Dark heartwarmer
Sanjay Verma
Kathmandu:
The hype about ‘Black’ the film has been on overdrive. This was a much-anticipated movie from the new Moghul of Bollywood, Sanjay Leela Bhansali. Amitabh Bachchan and Rani Mukherjee’s presence made it that much more difficult to miss. The theme of ‘Black’ is not new — many films have reeled out the triumph of human determination over adversities — ‘Black’ only takes it to a different level. ‘Black’ does not have a new story to tell and it is told in a setting that is not country or time specific. The characters do speak Hindi in an Indian town in the early 20th century, but these are never crucial to the tale. The film is also secular in approach, the catholic setting is totally incidental. Unlike films in this genre, which somewhere seek divine inspiration in adversity; ‘Black’ does not. God’s name is not taken in vain; it is simply not taken. ‘Black’ is a film with strong atheistic undertones; it describes theism as the unknowable blackness of the sighted!
‘Black’ is about the inalienable right of all humans beings to seek knowledge. Knowledge, which imparts meaning and dignity to existence. ‘Black’ is about the sparking of the desire to learn and understand in a young eight-year-old girl child Michele (played prodigiously by Ayesha Kapoor as the young Michele and later by Rani Mukherjee) who, cannot see, hear (and speak) and is destined to an asylum by a desperate and defeated father. Enter a teacher (Amitabh Bachchan), who is overcoming his own defeat and failings. An unlikely combination made more difficult by Michele herself and sceptical parents. From then on the film is about Michele’s relationship with her teacher and the use of the only faculties available — the sense of touch, fingers and lips as the blackboard. Brilliant scenes tell the rest. The scene where – in a party at home Michele articulates a song by using one hand to feel the lip movement of the singer and weaving out the lyrics in air through the fingers of the other hand, while swaying — is magical. Her first interview and late success at university are touching moments. Michele sensing snowflakes before her incredulous teacher does is already public thanks to the film’s promos. Sibling rivalry felt by Michele’s younger sister is finally revealed over a dining table.
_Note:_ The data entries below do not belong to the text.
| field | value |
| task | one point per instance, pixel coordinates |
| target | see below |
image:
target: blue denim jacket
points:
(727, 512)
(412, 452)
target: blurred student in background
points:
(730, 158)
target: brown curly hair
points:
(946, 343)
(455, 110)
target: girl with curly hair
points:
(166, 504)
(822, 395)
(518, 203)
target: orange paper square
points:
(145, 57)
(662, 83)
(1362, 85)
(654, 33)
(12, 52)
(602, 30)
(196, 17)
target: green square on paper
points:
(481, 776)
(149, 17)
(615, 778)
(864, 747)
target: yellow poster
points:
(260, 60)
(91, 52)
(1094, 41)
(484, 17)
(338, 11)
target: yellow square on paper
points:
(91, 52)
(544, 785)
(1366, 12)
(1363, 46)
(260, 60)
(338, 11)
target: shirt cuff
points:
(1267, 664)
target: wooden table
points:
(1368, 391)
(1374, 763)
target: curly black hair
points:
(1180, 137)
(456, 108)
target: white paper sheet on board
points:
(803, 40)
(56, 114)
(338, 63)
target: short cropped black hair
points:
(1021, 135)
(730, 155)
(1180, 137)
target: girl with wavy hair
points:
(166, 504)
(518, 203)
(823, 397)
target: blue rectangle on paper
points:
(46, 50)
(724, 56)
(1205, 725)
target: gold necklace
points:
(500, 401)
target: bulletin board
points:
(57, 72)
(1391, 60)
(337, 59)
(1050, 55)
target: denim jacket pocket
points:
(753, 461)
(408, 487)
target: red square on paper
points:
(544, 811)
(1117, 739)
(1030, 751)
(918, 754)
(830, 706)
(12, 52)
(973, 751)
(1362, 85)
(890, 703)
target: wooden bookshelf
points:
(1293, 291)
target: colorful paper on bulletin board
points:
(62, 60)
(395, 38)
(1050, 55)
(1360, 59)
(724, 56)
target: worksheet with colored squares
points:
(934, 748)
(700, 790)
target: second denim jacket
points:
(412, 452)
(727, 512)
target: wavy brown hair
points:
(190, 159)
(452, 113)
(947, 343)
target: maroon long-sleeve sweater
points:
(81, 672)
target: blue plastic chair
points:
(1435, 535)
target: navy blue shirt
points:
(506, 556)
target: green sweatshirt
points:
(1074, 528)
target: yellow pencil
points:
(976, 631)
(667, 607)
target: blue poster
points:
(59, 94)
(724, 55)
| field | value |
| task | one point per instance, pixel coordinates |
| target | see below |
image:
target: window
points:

But the scene that is a wrenching outreach of identity is when Michele discovers her femininity and innocently wants her old teacher to kiss her on the mouth to confirm it. He does it with a tearing guilt even if it completes another lesson. Michele redeems her womanhood but loses her mentor to his own shame. This poignant sequence is one of the finest to be filmed anywhere. ‘Black’ tells us how blackness can appear in everyone’s life. Roles are reversed when the teacher is found lost to Alzheimer’s disease. Michele is now the teacher trying to restore some dignity to a dying man whom she once referred to as her god. Melodramatic? No. Just life turning full circle.
For my generation Amitabh was king. Those days Amitabh Bachchan was always bigger than the character he played. But with time one felt that the man was short-changing his talent. In ‘Black’, the teacher is Amitabh Bachchan in the first few reels but soon he is only an ordinary teacher and by the end of the film he is just a man, grey and hopelessly amnesiac. ‘Black’ is Big B’s most complete de-personification till date. Rani Mukherjee surpasses herself, too. Both are instinctive actors but have gone the method way in this film. They took serious sign language lessons. The results show. The movie belongs to Ayesha Kapoor, Rani Mukherjee, Big B and the director.
In ‘Black’, Sanjay Leela Bhansali has carried over a sense of theatrics from ‘Devdas’. In ‘Devdas’ the content was serious but the form used was a sophisticated but loud nautanki. ‘Black’ has a deliberate dramatic structure and is again theatrical of the dark Brechtian variety. For most parts the film has a feel of a play. Outdoors shots look like sets. Even the lighting of the film is play-like: has sunlight been used? It is a fresh approach in Bollywood. ‘Black’ carries a universal theme, its narration and editing is taut, characterisation intense and performances consummate. It enlightens more than it entertains and is a story well told. The images will stay with you for days. The hype has been for good reason. If you think this review makes little sense check out ‘Blackmail’ instead.